The foregoing description of the Administrative Support Agreement
does not purport to be complete but contains a summary of the material
provisions thereof. Reference is made to a copy of the Administrative
Support Agreement filed as an exhibit to the Registration Statement and
the foregoing summary is qualified in its entirety by such reference.
EXPERTS
The consolidated financial statements and schedules of the Guarantor
and subsidiaries as of December 31, 1994 and 1993, and for each of the
years in the three-year period ended December 31, 1994, (incorporated
herein by reference) in this Registration Statement have been audited by
Arthur Andersen LLP, independent public accountants, as indicated in their
reports, with respect thereto, and are included herein in reliance upon
the authority of said firm as experts in accounting and auditing.
PLAN OF DISTRIBUTION
The Issuer will sell the Bonds offered hereby through B.C. Ziegler
and Company (the "Underwriter"). The Underwriter is a wholly-owned
subsidiary of the Guarantor which owns all of the issued and outstanding
common stock of the Issuer. (See "Ziegler Collateralized Securities, Inc.
- General.")
The Prospectus Supplement with respect to each series of Bonds will
set forth the terms of the offering of such series of Bonds including the
proceeds to, and their intended use by, the Issuer, and either the initial
public offering price, the discount to the Underwriter and any discounts
or concessions allowed or reallowed to certain dealers, or the method by
which the price at which the Underwriter will sell the Bonds will be
determined.
Except as otherwise described in the Prospectus Supplement with
respect to a series of Bonds, the Underwriter will be obligated to
purchase all of the Bonds of the series described in the Prospectus
Supplement with respect to such series if any of such Bonds are purchased.
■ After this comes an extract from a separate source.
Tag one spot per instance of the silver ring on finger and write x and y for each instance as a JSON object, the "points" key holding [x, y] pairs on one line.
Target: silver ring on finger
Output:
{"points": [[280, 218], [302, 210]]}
The Bonds may be acquired by the Underwriter for its own account and may
be resold from time to time in one or more transactions, including
negotiated transactions at a final public offering price or at varying
prices determined at the time of sale.
The place and time of delivery for each series of bonds in respect
of which this Prospectus is delivered will be set forth in the related
Prospectus Supplement.
ADDITIONAL INFORMATION
Copies of the Registration Statement of which this Prospectus forms
a part and the exhibits thereto are on file at the offices of the
Securities and Exchange Commission in Washington, D.C., may be obtained at
rates prescribed by the Commission upon request to the Commission and may
be inspected, without charge, at the offices of the Commission.
LEGAL MATTERS
The validity of the Bonds offered hereby will be passed upon for the
Issuer and for the Underwriter by Foley & Lardner, Milwaukee, Wisconsin.
The material federal income tax consequences of the Bonds will be passed
upon for the Issuer by Foley & Lardner.